A few days after Tedros’s press conference, in response to mounting international pressure, the Biden administration pledged 20 million doses from its stash of Pfizer-BioNTech, Moderna, and Johnson & Johnson vaccines to COVAX. This represented a significant shift in policy: it was the first time the US was donating doses that could have been used domestically. (The administration has also committed to donate 60 million doses of AstraZeneca to COVAX but has yet to do so.)
Glenn Cohen, a law professor who directs Harvard Law School’s Petrie-Flom Center for Health Law Policy, Biotechnology, and Bioethics, says that the pledge of 20 million doses is “a good first step” for a country that cannot get enough of its own people to use up its vaccine supply quickly enough.
But, he adds, it does not negate the ethical murkiness of having American cities and states offer, or consider offering, vaccines to visitors as official policy. Cohen, who has written a book on medical tourism, says vaccines were meant to go first to “those who are most in need” and not to “people who are able to travel, who have visas, who are able-bodied.”
To put it another way, he says: it’s as if “someone loans you their car to take your mother to the hospital, and then you decide to take that car and instead of giving it back to the person—or taking other people to the hospital—you run it as an Uber.”
Outsourcing ethical quandaries
Robert Amler, the dean of New York Medical College’s school of health science and practice, says that encouraging travelers to fly to the United States from places with low vaccination rates—and potentially higher levels of infection—may itself be bad for public health.
“Any risk of ‘importing’ covid infections will depend on the volume of incoming travelers and the percent of travelers arriving who already have covid infection,” says Amler, a former chief medical officer at the CDC. “We also can’t predict with certitude the city’s ability to manage their numbers if they become excessive.”
To combat this danger, some people who are traveling to get vaccinated are taking their own precautions to avoid becoming unwitting vectors for the virus—or causing other kinds of harm.
“Michael” (also a pseudonym) and his wife flew from Quito, Ecuador, to New Orleans for a five-day trip in mid-May, during which he received the J&J shot and she got her first dose of the Pfizer vaccine.
Michael’s family in Canada have yet to meet the couple’s twin boys, who were born in January 2020. By going to Louisiana for their shots, he estimates that they’ve sped up their vaccination status—and therefore their family reunion—by six to nine months.
Still, the couple wanted to make sure they were not taking vaccines that could have gone to someone else. “Our first thought was to go to a red state, because we knew supply outstripped demand,” he explains.
They took extra precautions before and during their trip, too. Having both contracted covid much earlier in the pandemic, they got antibody tests before flying. Then they kept to themselves to limit their exposure.
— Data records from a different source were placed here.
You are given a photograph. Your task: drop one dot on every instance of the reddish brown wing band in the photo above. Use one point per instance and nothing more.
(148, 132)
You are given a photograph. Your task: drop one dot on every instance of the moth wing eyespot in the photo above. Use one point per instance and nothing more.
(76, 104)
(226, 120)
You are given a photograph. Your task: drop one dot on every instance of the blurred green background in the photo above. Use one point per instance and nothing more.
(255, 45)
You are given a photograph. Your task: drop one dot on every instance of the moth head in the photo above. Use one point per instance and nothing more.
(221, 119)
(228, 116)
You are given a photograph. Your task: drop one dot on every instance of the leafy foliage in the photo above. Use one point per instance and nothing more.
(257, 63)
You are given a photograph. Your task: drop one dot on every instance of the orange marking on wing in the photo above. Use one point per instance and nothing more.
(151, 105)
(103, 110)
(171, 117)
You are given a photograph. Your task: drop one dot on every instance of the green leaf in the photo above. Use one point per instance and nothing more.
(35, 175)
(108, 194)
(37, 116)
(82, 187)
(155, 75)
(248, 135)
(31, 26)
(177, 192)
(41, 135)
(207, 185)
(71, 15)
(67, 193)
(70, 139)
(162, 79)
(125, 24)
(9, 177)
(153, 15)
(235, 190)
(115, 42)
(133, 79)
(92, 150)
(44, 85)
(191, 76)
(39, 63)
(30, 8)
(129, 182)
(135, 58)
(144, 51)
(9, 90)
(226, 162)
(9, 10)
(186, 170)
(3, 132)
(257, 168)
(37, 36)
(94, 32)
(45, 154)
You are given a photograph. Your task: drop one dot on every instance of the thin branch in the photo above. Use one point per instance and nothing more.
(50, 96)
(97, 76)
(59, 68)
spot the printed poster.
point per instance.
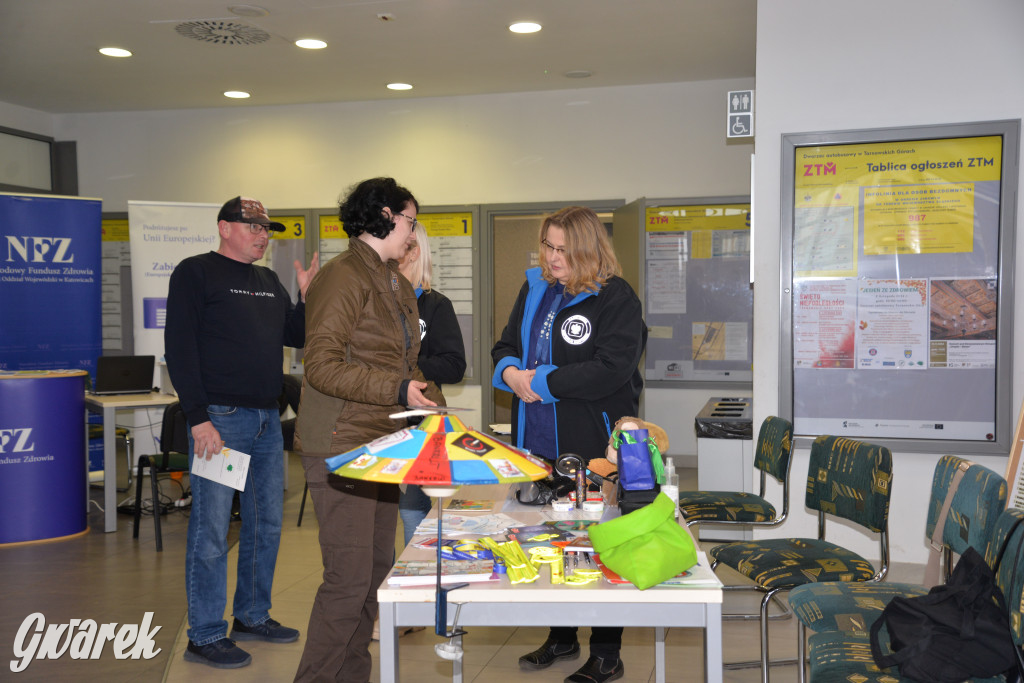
(892, 325)
(823, 319)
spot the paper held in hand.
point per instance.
(227, 467)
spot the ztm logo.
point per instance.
(819, 169)
(39, 250)
(17, 439)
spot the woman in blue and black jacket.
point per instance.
(569, 354)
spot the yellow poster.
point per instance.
(330, 228)
(115, 229)
(913, 198)
(448, 224)
(714, 229)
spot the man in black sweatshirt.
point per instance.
(226, 323)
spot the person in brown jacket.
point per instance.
(360, 366)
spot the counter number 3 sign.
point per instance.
(740, 110)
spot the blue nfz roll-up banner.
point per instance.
(49, 282)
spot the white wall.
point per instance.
(19, 118)
(663, 140)
(658, 140)
(825, 66)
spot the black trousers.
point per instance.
(605, 641)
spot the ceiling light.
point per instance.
(524, 27)
(248, 10)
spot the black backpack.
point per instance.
(960, 630)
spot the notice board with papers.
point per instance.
(897, 268)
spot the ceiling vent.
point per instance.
(222, 33)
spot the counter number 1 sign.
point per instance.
(740, 114)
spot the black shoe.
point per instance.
(549, 653)
(221, 653)
(598, 671)
(270, 631)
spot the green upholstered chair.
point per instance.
(741, 508)
(971, 522)
(843, 656)
(845, 478)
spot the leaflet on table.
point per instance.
(479, 524)
(424, 572)
(470, 505)
(227, 467)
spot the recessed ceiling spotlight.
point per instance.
(524, 27)
(248, 10)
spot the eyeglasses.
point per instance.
(558, 250)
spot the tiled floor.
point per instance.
(111, 578)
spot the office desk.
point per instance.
(108, 407)
(540, 603)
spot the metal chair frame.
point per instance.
(770, 593)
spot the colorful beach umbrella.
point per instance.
(440, 454)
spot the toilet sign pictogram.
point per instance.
(740, 114)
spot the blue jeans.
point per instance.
(256, 432)
(413, 508)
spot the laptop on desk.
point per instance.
(124, 374)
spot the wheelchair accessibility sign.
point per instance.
(740, 117)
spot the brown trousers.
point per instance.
(357, 521)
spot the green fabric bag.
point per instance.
(647, 546)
By taking the initiative, they may have dampened the potential negative impact from their trip, but this highlights another problem of vaccine tourism as policy—and of much of the world’s covid-19 response in general. Difficult ethical decisions that could have—or, some argue, should have—been matters of policy are instead being pushed onto individuals.
“The city is the one who sets the queue,” says Pamela Hieronymi, a philosopher at the University of California, Los Angeles. So if you have an issue with vaccine tourists in, say, New York, “it seems your complaint should be made to the city, not to the person using the line offered to them.”
Nicole Hassoun, a philosophy professor at Binghamton University and the head of its Global Health Impact Project, also argues that while vaccine tourists may grapple with their choice, the real ethical issue is not at the individual level. “I think the question is really about what states are doing with their resources and which countries are continuing to use them [vaccines] for their own advantage,” she says. “Globally, that’s really wrong.”
There may also be second-order effects like exacerbating local inequality, says Yadurshini Raveendran, a graduate of the Duke Global Health Institute, who points out that richer individuals in low-income countries—those who travel internationally and are thus more likely to take advantage of vaccine tourism—already have better access to health care than poorer people in those countries. Israel has the highest vaccination rates in the world, she notes, but Palestine has administered one dose to just 5% of the population.